La laurea di Fenoglio

Fenoglio rivela nella sua ruvidezza il rimpianto mai rimosso per non aver conseguito la laurea

“Circa i dati biografici è dettaglio che posso sbrigare in un baleno. Nato trent’anni fa a Alba (I marzo 1922) studente (Ginnasio-Liceo, indi Università, ma naturalmente non mi sono laureato), soldato nel Regio e poi partigiano; oggi purtroppo uno dei procuratori di una nota ditta enologica. Credo che sia tutto qui”. 

Così Beppe Fenoglio nella lettera di presentazione inviata a Italo Calvino  registra con l’essenzialità di una spoglia e secca cronaca i termini di un’esistenza avara; “outsider di provincia”, legato alla sua Langa, segnato dalla condizione di reduce di guerra e dal difficile reinserimento nella società civile che coinvolge tutta una generazione, rivela nella sua ruvidezza il rimpianto mai rimosso per non aver conseguito la laurea, unito alla coscienza sofferta per la soggezione che questo gli costa nei rapporti con il mondo editoriale. Il senso della propria differenza di “scrittore irregolare” o di “gentleman writer” è mantenuto con orgoglio e incistato nella predilezione per la lingua inglese e l’universo che racchiude, più amabile e incantatore della realtà che gli sta attorno; si immerge fin dalla prima liceo nel costume, nella letteratura dell’epoca elisabettiana e nella lingua “magica”, coi suoi valori e peculiarità di senso che sceglie per elezione nella ricerca di una maggiore libertà espressiva. La madre ricorda che il libro prediletto è un “piccolissimo tomo, un’edizione tascabile di Shakespeare”.
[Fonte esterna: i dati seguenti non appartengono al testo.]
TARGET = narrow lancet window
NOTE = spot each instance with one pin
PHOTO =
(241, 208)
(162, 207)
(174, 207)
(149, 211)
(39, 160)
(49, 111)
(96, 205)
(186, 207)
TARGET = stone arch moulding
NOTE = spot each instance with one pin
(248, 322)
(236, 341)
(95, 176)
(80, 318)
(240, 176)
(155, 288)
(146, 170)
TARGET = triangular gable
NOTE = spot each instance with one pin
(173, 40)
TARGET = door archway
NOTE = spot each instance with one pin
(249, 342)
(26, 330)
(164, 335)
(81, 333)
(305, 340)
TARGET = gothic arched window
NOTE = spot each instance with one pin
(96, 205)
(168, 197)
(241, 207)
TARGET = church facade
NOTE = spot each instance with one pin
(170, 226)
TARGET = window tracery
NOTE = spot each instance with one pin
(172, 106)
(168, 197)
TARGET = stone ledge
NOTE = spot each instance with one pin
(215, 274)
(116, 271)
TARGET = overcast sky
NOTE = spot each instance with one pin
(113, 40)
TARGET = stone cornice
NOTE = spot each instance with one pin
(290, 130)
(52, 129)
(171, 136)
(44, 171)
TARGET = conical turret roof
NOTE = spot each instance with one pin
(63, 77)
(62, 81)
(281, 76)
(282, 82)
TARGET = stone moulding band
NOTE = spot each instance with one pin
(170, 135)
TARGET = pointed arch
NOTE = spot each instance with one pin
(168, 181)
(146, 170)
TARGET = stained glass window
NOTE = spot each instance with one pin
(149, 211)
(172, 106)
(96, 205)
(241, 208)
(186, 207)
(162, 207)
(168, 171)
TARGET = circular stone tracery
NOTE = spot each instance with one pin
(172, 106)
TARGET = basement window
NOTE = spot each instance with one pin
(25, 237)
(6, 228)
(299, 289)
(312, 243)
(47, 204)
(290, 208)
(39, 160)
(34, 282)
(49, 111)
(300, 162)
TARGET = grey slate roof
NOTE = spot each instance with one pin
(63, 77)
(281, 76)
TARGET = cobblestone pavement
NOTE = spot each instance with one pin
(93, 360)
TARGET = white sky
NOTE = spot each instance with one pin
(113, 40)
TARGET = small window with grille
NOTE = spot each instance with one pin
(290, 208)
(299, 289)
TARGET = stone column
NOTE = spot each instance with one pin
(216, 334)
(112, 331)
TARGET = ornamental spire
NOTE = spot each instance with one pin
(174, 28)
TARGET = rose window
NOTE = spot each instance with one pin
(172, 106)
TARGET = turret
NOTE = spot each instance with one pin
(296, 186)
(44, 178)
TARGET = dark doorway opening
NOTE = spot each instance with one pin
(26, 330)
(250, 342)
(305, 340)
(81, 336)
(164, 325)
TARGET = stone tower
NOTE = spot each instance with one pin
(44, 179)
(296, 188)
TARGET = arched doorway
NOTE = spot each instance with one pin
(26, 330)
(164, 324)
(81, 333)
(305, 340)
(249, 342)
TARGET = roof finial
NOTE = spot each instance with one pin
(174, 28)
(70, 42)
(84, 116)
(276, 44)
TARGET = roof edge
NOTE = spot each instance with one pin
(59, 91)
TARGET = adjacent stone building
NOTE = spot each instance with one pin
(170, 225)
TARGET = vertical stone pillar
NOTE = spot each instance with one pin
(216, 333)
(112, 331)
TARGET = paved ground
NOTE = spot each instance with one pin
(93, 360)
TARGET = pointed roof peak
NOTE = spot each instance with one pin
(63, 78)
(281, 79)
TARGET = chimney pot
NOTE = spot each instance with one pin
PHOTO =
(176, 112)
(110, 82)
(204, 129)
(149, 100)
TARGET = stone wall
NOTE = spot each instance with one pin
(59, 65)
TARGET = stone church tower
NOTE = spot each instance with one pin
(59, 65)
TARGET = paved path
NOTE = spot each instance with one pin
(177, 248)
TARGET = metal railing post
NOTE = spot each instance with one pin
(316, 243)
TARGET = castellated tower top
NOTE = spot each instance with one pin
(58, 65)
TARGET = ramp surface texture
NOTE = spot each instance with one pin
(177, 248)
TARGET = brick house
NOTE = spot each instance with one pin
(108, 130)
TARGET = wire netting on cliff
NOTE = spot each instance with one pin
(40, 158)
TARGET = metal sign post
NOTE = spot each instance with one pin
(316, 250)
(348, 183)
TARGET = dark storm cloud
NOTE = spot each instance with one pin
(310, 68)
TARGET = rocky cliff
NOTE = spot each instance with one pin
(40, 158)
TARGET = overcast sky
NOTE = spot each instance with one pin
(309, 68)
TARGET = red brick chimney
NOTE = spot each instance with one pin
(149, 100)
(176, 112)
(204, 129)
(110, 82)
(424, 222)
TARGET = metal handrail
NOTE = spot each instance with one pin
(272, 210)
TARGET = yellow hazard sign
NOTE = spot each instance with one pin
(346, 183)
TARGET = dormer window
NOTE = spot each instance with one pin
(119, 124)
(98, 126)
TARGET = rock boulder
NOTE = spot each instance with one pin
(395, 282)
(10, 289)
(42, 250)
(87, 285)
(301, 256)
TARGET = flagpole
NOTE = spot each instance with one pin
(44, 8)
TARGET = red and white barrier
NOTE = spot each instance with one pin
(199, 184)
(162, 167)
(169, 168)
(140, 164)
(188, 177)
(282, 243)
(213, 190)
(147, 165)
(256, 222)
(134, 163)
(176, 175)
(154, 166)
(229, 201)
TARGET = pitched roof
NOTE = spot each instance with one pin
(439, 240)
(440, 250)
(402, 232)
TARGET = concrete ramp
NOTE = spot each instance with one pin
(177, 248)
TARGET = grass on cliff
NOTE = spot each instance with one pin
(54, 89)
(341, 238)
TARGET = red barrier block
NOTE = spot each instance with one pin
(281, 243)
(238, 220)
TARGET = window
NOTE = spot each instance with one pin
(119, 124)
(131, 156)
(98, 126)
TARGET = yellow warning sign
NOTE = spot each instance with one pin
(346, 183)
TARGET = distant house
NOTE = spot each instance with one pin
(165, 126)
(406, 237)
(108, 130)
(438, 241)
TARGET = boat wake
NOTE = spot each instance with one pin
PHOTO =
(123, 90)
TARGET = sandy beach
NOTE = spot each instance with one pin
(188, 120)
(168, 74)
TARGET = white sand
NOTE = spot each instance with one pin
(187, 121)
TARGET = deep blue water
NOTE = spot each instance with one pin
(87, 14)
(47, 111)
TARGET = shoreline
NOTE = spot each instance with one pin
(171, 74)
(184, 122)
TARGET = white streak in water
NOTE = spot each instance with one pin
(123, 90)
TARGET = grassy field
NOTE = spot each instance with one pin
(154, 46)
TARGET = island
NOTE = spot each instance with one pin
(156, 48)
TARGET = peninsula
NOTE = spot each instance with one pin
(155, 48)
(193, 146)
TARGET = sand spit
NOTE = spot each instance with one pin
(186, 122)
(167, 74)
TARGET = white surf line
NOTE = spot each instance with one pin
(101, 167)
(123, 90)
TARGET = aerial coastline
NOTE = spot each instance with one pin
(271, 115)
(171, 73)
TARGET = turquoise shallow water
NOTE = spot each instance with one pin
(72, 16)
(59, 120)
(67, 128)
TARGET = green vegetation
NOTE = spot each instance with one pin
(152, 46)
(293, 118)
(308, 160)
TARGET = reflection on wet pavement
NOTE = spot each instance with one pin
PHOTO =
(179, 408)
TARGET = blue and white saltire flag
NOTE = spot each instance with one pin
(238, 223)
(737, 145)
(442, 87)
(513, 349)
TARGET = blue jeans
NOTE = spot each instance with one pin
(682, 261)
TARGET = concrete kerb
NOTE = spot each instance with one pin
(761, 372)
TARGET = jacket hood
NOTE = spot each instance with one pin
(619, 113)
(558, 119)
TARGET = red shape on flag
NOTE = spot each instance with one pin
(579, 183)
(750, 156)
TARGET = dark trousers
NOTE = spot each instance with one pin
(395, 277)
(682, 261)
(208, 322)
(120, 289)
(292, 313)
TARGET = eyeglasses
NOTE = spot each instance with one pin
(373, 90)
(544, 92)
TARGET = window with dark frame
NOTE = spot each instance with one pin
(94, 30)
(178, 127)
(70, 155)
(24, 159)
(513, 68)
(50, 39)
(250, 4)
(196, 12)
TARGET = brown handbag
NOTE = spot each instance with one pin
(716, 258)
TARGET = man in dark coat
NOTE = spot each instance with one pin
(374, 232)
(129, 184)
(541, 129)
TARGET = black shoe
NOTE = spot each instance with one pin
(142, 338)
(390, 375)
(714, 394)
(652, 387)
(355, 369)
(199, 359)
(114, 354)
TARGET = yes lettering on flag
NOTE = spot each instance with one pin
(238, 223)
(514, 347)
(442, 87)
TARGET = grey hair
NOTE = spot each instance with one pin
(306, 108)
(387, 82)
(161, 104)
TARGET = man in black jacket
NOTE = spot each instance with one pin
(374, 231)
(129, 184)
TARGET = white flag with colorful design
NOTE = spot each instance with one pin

Dopo la chiamata alle armi e la drammatica esperienza della guerra civile nelle formazioni partigiane, soffre il disagio del ritorno alla vita di sempre. Si apparta a scrivere, pagine su pagine, con l’immancabile sigaretta, distaccato dal resto, interamente assorbito dalla scrittura come vocazione totalizzante. I diverbi con la madre che gli rimprovera di non voler terminare gli studi, di perdere il tempo a scrivere e il vizio incallito del fumo, esacerbati dalle difficoltà economiche fino allo scontro aperto, diventano vere e proprie battaglie familiari; la sorella Marisa a proposito dei litigi in una lettera scrive: “i soldi e il fumo ne erano lo spunto, ma erano scontri esistenziali, violentissimi tra due che parlavano lingue diverse”, e del padre: “si affrettava a chiudere porte e finestre per via dei vicini”. 

Messo duramente a confronto con la scelta del fratello che invece mira alla laurea, all’ennesimo rimprovero della madre Beppe Fenoglio risponde: “La mia laurea me la porteranno a casa, sarà il mio primo volume pubblicato”.

Viene assunto in un’azienda vinicola di Alba come corrispondente con l’estero. L’impiego gli consente di contribuire ai bisogni della famiglia – lascia infatti l’intero stipendio alla madre che gli passa di volta in volta i soldi per le piccole spese, il fumo e poco altro, – e gli concede il tempo per dedicarsi alla scrittura.

“Scrivo per un’infinità di motivi. Per vocazione, … anche per giustificare i miei sedici anni di studi non coronati da laurea, anche per spirito agonistico, anche per restituirmi sensazioni passate; per un’infinità di ragioni, insomma. Non certo per divertimento. Ci faccio una fatica nera. La più facile delle mie pagine esce spensierata da una decina di penosi rifacimenti. Scrivo with a deep distrust and a deeper faith”.